Treasury and Labor often spend more time arguing than working together. (Their congressional oversight committees don’t often see eye to eye either.) Where Treasury and Labor do collaborate, however, it is to make sure that no one else gets on their turf. The Consumer Financial Protection Bureau was created in 2010 specifically to help defend the average American from risks hidden in fine print, but Treasury and Labor made sure that the new entity could not regulate any retirement products—easily the most complicated consumer financial products—unless both departments agreed in advance. Thus far, that hasn’t happened.

In Washington, D.C., protecting your “turf” can be more important than protecting citizens.

You might ask, Where are our elected officials? Well, they do make speeches about retirement security and they sometimes make proposals—though rarely ones that require anyone to actually do anything. Recently, for example, President Donald Trump issued a “retirement-security executive order.” It will allow financial-services companies new ways to collect and, for a fee, invest our money—in addition to the thousands of plans they already offer. Ironically, the “retirement security” comes from delaying retirement and continuing to work. That’s probably not what the authors of the Employee Retirement Income Security Act had in mind.

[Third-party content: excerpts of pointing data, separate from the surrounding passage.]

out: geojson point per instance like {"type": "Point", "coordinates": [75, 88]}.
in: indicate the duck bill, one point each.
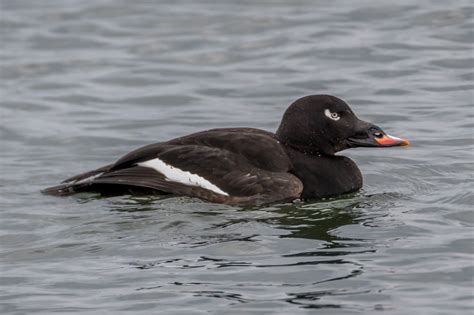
{"type": "Point", "coordinates": [391, 141]}
{"type": "Point", "coordinates": [372, 136]}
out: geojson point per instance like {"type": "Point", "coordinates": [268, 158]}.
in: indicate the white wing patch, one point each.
{"type": "Point", "coordinates": [174, 174]}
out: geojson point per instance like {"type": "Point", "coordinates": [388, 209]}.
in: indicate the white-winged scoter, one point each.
{"type": "Point", "coordinates": [246, 165]}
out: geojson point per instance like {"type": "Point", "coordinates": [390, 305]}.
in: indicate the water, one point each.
{"type": "Point", "coordinates": [84, 82]}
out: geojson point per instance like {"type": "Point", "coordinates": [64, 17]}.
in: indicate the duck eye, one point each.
{"type": "Point", "coordinates": [333, 116]}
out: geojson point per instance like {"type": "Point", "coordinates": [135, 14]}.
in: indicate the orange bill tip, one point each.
{"type": "Point", "coordinates": [388, 140]}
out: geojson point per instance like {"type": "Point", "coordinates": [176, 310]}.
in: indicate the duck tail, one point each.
{"type": "Point", "coordinates": [75, 184]}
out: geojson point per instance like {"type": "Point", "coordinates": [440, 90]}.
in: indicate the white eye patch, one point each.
{"type": "Point", "coordinates": [333, 116]}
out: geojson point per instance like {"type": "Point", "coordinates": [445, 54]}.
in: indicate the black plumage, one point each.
{"type": "Point", "coordinates": [245, 165]}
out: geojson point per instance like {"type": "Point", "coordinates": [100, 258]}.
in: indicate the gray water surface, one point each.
{"type": "Point", "coordinates": [84, 82]}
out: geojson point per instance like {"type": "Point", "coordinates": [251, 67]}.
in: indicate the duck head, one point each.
{"type": "Point", "coordinates": [325, 124]}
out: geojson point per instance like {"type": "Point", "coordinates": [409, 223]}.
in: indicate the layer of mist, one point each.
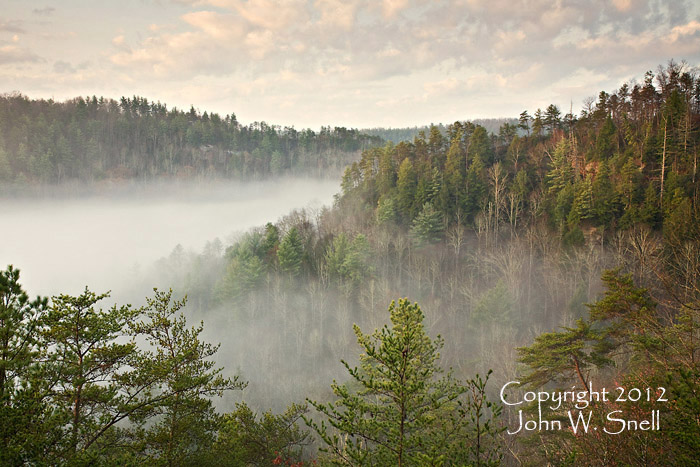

People looking for lifetime retirement income from their retirement plans will be out of luck. Fortunately, we still have two important national lifetime retirement-security programs: Social Security and Medicare—at least until they start running out of funds (in eight years for Medicare, 15 years for Social Security). Here, too, there is more rhetoric than action. President Trump just announced a budget that purports to make no changes to Social Security. In fact, it proposes $84 billion in cuts to Social Security’s disability programs, and does nothing to make sure that Social Security is fully funded. The last president to propose actually paying for Social Security, instead of cutting it, was Bill Clinton, two decades ago. (To their credit, Democrats in the current Congress have reintroduced legislation, the Social Security 2100 Act, that would fully fund Social Security for the remainder of this century. It has, however, not a single Republican co-sponsor.)

It doesn’t have to be this way. In plenty of other industrialized countries, individual workers are not forced to be their own accountants, actuaries, and pension-fund managers. If Americans insisted on genuine security when they retire, our president and Congress could deliver it.

In the next two years, politicians will ask for our votes for president, Senate, and the House of Representatives. Ask them what they will do—concretely—to make our retirement plans, our Social Security, and our Medicare more secure. Maybe if we threaten their retirement, they’ll finally do something to protect ours.